American prototype five-seat light aircraft, built 1947

The Douglas Cloudster II was an American prototype five-seat light aircraft of the late 1940s. It was of unusual layout, with two buried piston engines driving a single pusher propeller. Only a single example was built, which flew only twice, as it proved too expensive to be commercially viable.

==Design and development==

During the early 1940s, Douglas Aircraft Company developed a configuration for high-performance twin-engined aircraft, in which the engines were buried in the fuselage, driving propellers mounted behind a conventional tailplane, in order to reduce drag by eliminating drag inducing objects such as engines from the wing. This layout was first demonstrated in the Douglas XB-42 Mixmaster bomber, which first flew in 1944, showing a 30% reduction in drag compared with a conventional twin-engined layout, while eliminating handling problems due to asymmetric thrust when flying on one engine.
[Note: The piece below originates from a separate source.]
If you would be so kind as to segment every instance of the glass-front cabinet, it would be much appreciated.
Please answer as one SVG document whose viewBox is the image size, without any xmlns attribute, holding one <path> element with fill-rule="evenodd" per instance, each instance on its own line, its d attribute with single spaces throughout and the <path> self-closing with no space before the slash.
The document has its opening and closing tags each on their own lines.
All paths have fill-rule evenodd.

Owing to the initial success of the XB-42, Douglas adopted this promising new layout for a medium-range airliner, the DC-8 and a five-seat light aircraft suitable for executive or air charter use, the Model 1015 or Cloudster II.

The Cloudster II was a low-winged monoplane with a retractable nosewheel undercarriage. The pilot and four passengers sat in an enclosed cabin well ahead of the unswept, laminar flow wing. Two air-cooled piston engines were buried in the rear fuselage, driving a single eight foot diameter twin-bladed propeller, mounted behind the empennage via driveshafts taken from P-39 fighters. Two air intakes forward of the wing directed cooling air to the engines, which then exhausted beneath the fuselage.

==Operational history==
The Cloudster II made its maiden flight on March 12, 1947. Although the aircraft's performance and handling were good, it suffered from excessive vibration, and overheated when it was on the ground. Further development was abandoned late in 1947, with the prototype having flown only twice, as the post-war civil flying market had not developed as hoped, while the selling price had risen from an originally planned $30,000 to $68,000, rendering the aircraft commercially unviable.